Current Treatment Approaches for Infants with Malignant Central Nervous System Tumors

Lucie Lafay-Cousin, Douglas Strother

Alberta Children's Hospital and Departments of Oncology and Pediatrics, Faculty of Medicine, University of Calgary, Calgary, Alberta, Canada

Key Words. Infants • Brain tumors • Chemotherapy • Radiation therapy

Correspondence: Correspondence: Lucie Lafay-Cousin, M.D., M.Sc., Alberta Children's Hospital, Pediatric Oncology, 2888 Shaganappi Trail NW, Calgary, Alberta, T3B 6A8, Canada. Telephone: 403-955-7203; Fax: 403-955-2645; e-mail: lucie.lafay-cousin{at}albertahealthservice.ca or luciecou{at}hotmail.com

Received August 27, 2008; accepted for publication February 16, 2009.

Disclosures: Lucie Lafay-Cousin: None; Douglas Strother: None. Section editors <disclosures to come>. The content of this article has been reviewed by independent peer reviewers to ensure that it is balanced, objective, and free from commercial bias.

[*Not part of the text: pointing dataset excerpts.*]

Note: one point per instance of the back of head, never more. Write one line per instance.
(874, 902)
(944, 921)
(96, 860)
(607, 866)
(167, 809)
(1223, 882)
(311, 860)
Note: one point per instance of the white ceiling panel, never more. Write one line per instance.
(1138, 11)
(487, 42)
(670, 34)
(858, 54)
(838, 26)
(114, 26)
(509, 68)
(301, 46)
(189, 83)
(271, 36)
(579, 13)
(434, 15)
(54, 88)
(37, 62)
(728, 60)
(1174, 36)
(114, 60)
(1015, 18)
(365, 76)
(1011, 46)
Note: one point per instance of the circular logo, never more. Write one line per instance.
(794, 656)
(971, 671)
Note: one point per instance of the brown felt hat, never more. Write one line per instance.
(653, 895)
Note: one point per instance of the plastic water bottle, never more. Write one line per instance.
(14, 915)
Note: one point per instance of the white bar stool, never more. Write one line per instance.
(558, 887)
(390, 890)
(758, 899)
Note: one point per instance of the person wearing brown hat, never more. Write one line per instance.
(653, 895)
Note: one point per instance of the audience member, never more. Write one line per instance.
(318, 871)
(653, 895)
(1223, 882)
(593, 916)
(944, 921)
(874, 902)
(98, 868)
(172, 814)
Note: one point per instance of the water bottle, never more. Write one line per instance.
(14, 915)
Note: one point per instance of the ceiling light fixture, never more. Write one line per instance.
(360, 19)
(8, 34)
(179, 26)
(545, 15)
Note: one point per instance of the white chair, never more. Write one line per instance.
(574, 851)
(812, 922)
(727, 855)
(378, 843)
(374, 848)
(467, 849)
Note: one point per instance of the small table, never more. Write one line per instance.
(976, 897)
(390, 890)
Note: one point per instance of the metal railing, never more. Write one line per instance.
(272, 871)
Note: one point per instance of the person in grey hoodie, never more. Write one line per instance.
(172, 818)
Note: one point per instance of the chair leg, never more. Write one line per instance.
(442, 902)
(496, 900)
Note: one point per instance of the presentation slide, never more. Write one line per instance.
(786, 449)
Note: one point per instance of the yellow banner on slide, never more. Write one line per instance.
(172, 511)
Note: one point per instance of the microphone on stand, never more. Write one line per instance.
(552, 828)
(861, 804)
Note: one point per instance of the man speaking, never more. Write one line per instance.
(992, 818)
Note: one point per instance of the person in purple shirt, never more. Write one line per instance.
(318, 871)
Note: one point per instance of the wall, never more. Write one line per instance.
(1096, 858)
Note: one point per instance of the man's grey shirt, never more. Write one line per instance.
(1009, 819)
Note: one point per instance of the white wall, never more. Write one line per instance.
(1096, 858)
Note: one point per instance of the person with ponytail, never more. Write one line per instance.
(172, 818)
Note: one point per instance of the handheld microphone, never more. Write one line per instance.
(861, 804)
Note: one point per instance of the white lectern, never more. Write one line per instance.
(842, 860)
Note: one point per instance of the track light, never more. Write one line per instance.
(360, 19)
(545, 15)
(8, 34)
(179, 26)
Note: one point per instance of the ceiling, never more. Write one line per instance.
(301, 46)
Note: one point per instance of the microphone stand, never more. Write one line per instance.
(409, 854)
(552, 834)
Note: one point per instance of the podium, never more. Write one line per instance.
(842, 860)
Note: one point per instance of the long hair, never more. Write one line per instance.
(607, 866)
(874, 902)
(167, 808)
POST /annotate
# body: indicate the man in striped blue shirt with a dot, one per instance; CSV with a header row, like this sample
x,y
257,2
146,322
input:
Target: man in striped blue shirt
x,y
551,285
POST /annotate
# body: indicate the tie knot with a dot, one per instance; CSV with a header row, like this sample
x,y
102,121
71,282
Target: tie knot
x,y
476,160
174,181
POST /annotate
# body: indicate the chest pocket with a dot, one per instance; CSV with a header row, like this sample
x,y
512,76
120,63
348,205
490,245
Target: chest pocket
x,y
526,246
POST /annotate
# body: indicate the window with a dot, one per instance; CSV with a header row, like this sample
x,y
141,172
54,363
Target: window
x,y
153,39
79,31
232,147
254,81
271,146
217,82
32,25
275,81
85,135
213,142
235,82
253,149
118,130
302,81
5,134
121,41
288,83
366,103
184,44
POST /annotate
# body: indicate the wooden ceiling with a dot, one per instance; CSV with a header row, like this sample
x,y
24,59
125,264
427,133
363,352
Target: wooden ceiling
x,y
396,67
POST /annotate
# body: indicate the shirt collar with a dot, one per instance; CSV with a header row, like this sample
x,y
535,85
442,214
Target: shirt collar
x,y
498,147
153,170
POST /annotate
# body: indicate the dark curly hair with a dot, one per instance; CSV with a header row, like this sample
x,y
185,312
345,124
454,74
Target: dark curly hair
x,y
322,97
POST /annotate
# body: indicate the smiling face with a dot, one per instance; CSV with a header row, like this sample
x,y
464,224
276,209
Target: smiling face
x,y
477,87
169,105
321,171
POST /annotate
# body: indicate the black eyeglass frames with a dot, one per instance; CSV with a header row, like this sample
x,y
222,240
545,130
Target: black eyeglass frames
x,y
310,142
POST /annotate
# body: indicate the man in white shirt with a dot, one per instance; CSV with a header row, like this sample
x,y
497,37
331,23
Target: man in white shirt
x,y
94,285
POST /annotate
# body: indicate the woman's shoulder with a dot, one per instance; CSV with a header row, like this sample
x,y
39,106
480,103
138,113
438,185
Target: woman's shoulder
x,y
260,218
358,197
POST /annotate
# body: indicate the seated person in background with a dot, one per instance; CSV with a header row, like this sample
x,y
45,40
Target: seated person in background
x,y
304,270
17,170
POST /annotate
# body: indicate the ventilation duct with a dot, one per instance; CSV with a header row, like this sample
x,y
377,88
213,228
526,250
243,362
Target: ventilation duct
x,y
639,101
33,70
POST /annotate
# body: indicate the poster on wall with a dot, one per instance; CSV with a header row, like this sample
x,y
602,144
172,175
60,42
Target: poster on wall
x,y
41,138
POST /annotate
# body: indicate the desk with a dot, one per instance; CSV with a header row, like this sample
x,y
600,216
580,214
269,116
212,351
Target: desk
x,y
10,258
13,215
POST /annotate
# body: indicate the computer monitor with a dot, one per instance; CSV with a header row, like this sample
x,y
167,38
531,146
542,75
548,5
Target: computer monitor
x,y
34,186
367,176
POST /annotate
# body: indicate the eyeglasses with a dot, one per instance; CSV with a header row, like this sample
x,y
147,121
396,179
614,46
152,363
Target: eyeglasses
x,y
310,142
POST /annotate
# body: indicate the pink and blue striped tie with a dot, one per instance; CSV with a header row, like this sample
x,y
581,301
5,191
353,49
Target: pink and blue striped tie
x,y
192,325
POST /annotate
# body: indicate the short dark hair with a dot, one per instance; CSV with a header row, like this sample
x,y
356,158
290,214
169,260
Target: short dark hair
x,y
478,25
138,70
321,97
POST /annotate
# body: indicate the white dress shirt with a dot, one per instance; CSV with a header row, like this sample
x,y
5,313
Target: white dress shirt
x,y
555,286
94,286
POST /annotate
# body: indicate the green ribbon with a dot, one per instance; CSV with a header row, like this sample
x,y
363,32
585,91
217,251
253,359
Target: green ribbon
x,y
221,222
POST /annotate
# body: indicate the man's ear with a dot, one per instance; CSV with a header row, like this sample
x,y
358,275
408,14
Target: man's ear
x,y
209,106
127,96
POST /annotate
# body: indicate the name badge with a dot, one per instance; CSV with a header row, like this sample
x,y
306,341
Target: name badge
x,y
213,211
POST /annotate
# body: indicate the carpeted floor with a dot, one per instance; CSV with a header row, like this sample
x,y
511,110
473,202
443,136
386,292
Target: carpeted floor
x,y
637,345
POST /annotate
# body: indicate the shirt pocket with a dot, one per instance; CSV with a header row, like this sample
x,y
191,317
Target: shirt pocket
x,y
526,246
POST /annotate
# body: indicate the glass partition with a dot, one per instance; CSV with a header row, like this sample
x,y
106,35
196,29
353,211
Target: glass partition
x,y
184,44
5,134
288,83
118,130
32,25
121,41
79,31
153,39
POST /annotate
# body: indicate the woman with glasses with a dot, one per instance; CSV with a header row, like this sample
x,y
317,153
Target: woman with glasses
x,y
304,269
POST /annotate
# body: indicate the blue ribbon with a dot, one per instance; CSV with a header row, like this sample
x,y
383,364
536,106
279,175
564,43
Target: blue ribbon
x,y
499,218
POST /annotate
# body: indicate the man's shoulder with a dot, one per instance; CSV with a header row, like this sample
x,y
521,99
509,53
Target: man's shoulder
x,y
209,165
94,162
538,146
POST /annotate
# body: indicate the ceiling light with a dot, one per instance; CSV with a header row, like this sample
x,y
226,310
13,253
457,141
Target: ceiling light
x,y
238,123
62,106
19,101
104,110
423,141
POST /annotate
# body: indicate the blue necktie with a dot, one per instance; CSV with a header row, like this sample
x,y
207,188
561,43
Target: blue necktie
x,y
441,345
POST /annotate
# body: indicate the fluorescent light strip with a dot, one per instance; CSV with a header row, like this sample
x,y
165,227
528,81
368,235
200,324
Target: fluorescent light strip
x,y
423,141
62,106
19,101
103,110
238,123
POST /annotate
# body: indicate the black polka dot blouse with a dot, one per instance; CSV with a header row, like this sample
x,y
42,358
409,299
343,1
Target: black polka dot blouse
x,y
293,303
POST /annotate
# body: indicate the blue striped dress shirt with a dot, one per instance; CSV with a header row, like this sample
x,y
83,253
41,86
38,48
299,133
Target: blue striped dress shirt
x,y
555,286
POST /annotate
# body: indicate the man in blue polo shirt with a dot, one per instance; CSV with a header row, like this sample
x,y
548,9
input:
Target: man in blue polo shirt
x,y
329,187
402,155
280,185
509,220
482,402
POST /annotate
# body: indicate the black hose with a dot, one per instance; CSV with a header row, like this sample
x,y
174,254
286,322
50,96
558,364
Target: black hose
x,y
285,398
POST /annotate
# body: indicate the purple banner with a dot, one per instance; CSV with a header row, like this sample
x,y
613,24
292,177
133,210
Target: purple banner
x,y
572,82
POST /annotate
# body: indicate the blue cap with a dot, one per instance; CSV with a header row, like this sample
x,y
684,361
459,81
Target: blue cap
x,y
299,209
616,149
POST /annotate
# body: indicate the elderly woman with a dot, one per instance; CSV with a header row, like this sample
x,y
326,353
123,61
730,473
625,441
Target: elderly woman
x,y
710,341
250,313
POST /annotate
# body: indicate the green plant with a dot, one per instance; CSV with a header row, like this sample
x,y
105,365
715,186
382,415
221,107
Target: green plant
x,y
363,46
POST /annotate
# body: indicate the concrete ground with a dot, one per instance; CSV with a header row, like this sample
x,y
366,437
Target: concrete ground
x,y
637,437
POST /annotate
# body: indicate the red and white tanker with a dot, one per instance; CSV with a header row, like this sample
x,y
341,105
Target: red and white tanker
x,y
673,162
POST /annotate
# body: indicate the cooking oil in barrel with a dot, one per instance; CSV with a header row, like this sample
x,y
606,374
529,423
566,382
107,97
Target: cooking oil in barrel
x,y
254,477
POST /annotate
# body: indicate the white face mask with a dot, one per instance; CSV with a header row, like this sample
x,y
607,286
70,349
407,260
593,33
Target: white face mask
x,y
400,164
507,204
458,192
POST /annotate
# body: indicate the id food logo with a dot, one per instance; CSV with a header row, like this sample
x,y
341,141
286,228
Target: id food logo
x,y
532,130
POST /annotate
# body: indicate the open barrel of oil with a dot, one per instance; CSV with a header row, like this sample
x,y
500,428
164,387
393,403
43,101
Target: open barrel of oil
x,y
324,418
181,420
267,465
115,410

The management of brain tumors in very young children remains a challenge for neuro-oncologists in large part because of the greater vulnerability of the developing brain to treatment-related toxicity. Nearly three decades of infant brain tumor clinical trials have led to significant progress in the delineation of prognostic factors and improvements in outcome. Innovative strategies that employ high-dose chemotherapy, intrathecal chemotherapy, modified focal irradiation, or combinations of these have been used to delay or avoid the use of conventional craniospinal irradiation in order to minimize the risk for deleterious neurocognitive impairment in survivors. However, it is difficult to evaluate the impact of such approaches on intellectual and functional outcome, and results to date are limited. This review covers the most recent therapeutic advances for the most common histological subtypes of malignant infant brain tumors: medulloblastoma, supratentorial primitive neuroectodermal tumor, ependymoma, atypical teratoid rhabdoid tumor, choroid plexus carcinoma, and high-grade glioma. Survival and neurocognitive outcome are emphasized.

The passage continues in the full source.